PCIe
The simplest way is to increase the pressure. The PCIe time is obviously prolonged, and other time changes slightly.
The PCIe time in the timeline file is model@inputcopy in the figure.

Actual rate: The summary information is summarized in the pcie_*.csv file. (For details about how to capture PCIe information, see the document. The related variable is --sys-interconnection-profiling.) As shown in the following figure, Tx_p_avg is the input data, and the average rate is 99.628 MB/s.

Theoretical data calculation: Assume that the PCIe version is PCIe 5.0. The bidirectional transmission rate of each PCIe lane is close to 8 GB/s. Generally, the card interface is x4. Therefore, the theoretical maximum rate is close to 32 GB/s. The actual rate varies according to the size of the file to be transmitted. Generally, the maximum rate can reach 80% of the theoretical bandwidth. The actual bandwidth is closely related to the shape and size of the sent data.
Analysis Orientation
- Check the number of cards corresponding to a CPU and whether operations such as NUMA node binding can be performed to reduce the time required for PCIe preemption.
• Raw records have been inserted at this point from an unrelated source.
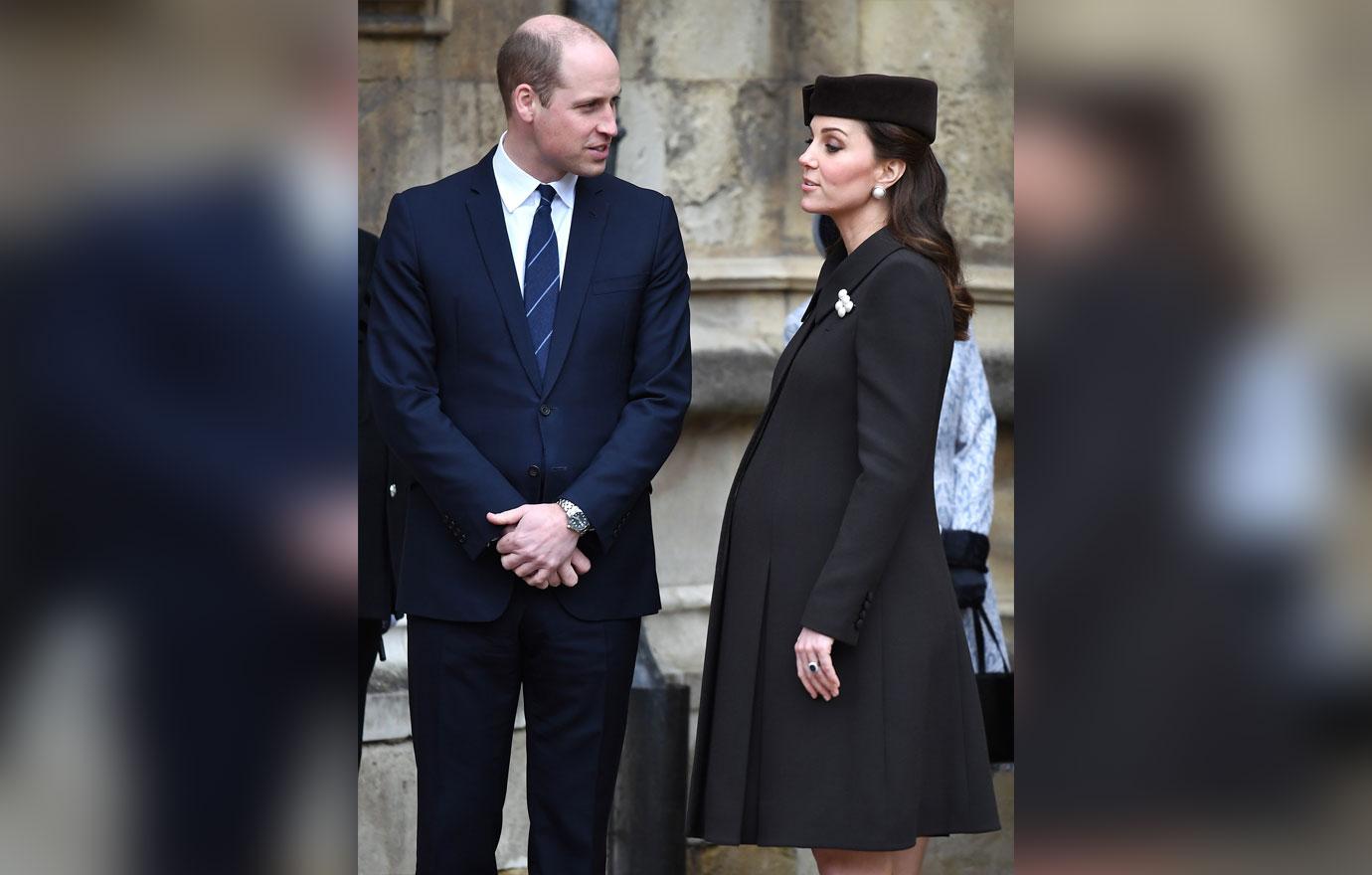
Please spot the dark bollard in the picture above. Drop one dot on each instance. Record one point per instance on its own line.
(648, 821)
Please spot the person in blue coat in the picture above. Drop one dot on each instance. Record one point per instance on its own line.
(530, 346)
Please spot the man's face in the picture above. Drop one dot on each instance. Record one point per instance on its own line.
(574, 130)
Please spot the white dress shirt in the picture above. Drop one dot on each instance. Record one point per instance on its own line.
(519, 196)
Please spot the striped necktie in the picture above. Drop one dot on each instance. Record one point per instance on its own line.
(541, 277)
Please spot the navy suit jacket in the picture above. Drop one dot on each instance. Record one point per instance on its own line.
(457, 393)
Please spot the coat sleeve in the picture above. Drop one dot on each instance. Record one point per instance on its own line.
(458, 479)
(659, 394)
(903, 346)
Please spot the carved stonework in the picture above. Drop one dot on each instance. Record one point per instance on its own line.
(415, 18)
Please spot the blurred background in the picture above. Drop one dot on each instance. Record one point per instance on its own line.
(711, 115)
(1191, 202)
(1187, 203)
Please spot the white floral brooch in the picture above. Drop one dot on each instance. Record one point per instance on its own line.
(844, 304)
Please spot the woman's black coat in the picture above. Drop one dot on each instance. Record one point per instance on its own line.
(830, 525)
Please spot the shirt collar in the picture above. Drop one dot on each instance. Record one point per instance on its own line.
(516, 185)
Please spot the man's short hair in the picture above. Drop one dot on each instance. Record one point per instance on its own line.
(534, 57)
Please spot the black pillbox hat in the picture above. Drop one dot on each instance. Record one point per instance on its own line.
(874, 97)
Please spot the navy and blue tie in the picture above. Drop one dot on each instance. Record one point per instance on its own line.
(541, 277)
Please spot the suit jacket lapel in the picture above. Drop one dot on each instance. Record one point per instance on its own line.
(582, 250)
(840, 271)
(488, 227)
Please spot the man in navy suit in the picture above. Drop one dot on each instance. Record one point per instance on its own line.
(530, 346)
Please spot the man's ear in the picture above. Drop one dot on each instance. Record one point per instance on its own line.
(523, 100)
(889, 172)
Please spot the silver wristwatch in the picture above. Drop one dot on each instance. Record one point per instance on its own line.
(575, 517)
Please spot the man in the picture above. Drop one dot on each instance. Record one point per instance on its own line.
(530, 350)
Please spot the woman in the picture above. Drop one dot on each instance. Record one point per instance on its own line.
(964, 458)
(838, 709)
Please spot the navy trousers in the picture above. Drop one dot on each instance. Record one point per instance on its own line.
(465, 680)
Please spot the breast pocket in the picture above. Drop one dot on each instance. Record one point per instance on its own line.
(614, 285)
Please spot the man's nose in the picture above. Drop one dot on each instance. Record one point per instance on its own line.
(609, 125)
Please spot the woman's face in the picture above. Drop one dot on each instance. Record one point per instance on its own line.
(838, 166)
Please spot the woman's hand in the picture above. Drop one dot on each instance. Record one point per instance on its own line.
(814, 647)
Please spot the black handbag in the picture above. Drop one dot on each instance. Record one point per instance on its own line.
(966, 553)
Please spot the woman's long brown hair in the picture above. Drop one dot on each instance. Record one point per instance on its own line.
(917, 203)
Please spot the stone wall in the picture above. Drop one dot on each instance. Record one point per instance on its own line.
(711, 112)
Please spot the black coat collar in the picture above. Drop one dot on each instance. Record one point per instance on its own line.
(840, 271)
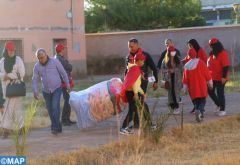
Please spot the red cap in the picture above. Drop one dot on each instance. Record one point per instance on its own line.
(9, 45)
(192, 53)
(59, 47)
(170, 48)
(139, 56)
(213, 41)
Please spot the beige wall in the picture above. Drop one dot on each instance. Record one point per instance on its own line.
(114, 45)
(37, 23)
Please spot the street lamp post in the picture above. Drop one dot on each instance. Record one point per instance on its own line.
(236, 8)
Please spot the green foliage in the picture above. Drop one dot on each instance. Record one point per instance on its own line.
(109, 15)
(20, 135)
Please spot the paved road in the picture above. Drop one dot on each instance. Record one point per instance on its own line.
(42, 143)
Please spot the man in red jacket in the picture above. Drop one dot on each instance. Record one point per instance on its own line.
(196, 79)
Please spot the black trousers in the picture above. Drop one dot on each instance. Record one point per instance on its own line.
(174, 104)
(219, 97)
(66, 107)
(199, 104)
(2, 100)
(132, 112)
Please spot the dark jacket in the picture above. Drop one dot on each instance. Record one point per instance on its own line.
(148, 63)
(163, 56)
(66, 65)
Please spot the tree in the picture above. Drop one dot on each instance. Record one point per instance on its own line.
(109, 15)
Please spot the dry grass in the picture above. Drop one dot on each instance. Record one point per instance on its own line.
(215, 142)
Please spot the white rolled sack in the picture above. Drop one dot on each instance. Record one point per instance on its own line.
(97, 103)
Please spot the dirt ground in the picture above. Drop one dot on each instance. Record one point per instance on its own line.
(41, 143)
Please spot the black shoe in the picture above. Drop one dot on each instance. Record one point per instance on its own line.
(67, 123)
(72, 122)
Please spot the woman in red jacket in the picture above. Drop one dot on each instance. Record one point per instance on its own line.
(201, 54)
(218, 64)
(196, 76)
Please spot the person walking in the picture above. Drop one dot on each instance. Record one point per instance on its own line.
(66, 112)
(218, 64)
(50, 71)
(196, 79)
(11, 69)
(134, 48)
(201, 54)
(171, 70)
(132, 91)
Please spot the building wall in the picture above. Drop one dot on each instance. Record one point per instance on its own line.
(106, 52)
(38, 23)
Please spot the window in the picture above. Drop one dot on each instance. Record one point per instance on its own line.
(209, 15)
(225, 14)
(18, 44)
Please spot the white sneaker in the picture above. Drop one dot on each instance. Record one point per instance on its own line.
(221, 113)
(217, 109)
(176, 111)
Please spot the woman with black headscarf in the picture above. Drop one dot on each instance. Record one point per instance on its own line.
(10, 67)
(218, 63)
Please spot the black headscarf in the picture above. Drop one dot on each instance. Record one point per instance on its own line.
(8, 61)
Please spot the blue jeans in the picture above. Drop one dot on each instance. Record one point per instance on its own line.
(219, 97)
(199, 104)
(66, 107)
(53, 106)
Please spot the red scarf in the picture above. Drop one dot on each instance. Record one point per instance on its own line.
(131, 57)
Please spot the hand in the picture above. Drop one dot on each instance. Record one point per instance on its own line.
(224, 80)
(5, 78)
(135, 97)
(155, 86)
(36, 96)
(68, 89)
(144, 97)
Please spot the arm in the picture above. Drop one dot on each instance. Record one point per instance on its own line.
(137, 86)
(153, 67)
(203, 55)
(160, 60)
(225, 71)
(35, 80)
(65, 63)
(62, 73)
(126, 65)
(2, 72)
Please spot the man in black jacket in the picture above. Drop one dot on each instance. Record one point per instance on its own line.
(134, 48)
(168, 42)
(60, 50)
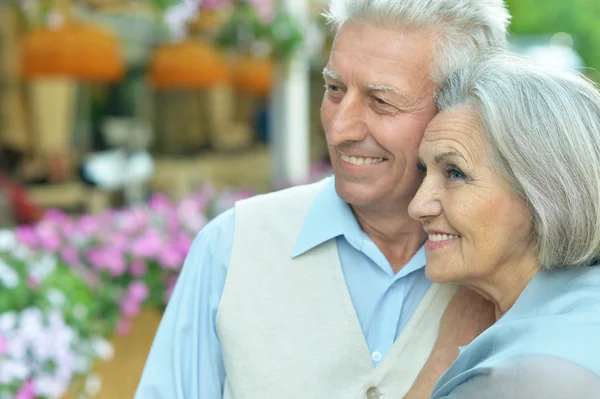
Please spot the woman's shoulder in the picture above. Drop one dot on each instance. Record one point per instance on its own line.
(530, 377)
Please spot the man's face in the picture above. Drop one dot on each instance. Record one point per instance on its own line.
(378, 101)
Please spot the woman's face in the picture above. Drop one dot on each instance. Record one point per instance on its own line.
(477, 226)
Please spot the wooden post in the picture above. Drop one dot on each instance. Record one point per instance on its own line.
(289, 109)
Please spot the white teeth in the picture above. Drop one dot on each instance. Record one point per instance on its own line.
(361, 161)
(441, 237)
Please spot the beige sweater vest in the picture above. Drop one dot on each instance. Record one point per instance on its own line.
(288, 328)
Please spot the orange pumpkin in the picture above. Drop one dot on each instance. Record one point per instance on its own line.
(192, 64)
(74, 50)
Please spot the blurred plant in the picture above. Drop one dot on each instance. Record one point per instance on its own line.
(50, 331)
(131, 256)
(258, 28)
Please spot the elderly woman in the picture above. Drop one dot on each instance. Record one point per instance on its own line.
(511, 203)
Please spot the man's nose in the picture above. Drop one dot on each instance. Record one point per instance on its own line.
(426, 204)
(348, 122)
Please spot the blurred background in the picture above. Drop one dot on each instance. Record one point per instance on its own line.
(126, 125)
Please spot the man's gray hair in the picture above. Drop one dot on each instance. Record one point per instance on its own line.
(463, 26)
(542, 128)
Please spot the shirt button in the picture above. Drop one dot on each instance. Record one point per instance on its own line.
(376, 356)
(373, 393)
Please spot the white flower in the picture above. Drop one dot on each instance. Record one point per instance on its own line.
(8, 277)
(43, 267)
(21, 252)
(56, 298)
(31, 323)
(17, 347)
(11, 370)
(102, 348)
(49, 386)
(7, 240)
(93, 385)
(80, 311)
(82, 364)
(8, 321)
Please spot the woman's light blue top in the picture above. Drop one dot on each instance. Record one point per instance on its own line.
(546, 346)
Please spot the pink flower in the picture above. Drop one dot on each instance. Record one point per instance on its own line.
(138, 291)
(33, 283)
(147, 245)
(3, 345)
(27, 236)
(50, 240)
(119, 242)
(87, 225)
(138, 268)
(57, 216)
(70, 256)
(115, 263)
(96, 257)
(130, 308)
(123, 327)
(27, 391)
(170, 257)
(159, 202)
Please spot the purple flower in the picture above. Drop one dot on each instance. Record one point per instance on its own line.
(138, 291)
(96, 257)
(130, 308)
(123, 327)
(87, 225)
(49, 237)
(159, 202)
(147, 245)
(115, 262)
(27, 391)
(27, 236)
(138, 268)
(170, 257)
(119, 242)
(70, 256)
(57, 216)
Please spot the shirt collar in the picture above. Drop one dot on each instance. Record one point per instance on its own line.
(328, 217)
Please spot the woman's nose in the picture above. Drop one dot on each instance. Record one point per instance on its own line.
(426, 203)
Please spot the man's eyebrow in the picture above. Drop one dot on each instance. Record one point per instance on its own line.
(386, 89)
(450, 154)
(330, 74)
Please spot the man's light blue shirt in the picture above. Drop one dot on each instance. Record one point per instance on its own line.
(185, 360)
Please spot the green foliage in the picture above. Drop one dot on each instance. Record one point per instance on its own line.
(282, 34)
(580, 18)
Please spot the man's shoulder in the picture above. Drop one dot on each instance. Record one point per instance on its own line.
(297, 196)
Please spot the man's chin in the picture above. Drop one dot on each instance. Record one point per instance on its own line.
(354, 192)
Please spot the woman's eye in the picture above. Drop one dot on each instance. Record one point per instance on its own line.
(453, 173)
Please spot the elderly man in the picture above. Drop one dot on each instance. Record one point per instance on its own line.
(319, 291)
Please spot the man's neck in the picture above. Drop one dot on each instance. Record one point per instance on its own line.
(396, 235)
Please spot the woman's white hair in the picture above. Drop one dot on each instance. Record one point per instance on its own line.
(542, 128)
(463, 26)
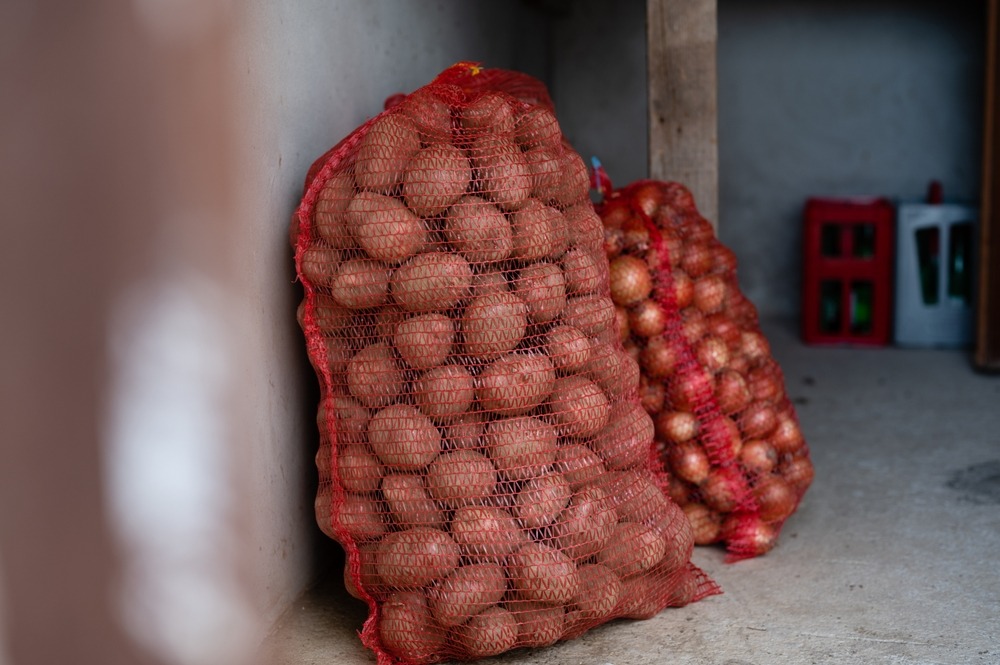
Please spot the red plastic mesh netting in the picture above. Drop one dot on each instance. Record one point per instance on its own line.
(724, 425)
(484, 459)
- Increase the batch size to reduce the proportion of PCIe transmission header overhead.
- Reduce the data format from float32 to float16. (Check whether the accuracy meets the requirements or is accepted by the customer.)
- On the host, combine the data and convert the transmission of small data blocks into the transmission of large data blocks. (The GE framework has this function. If the customer calls the aclrt interface, the customer needs to implement this function.)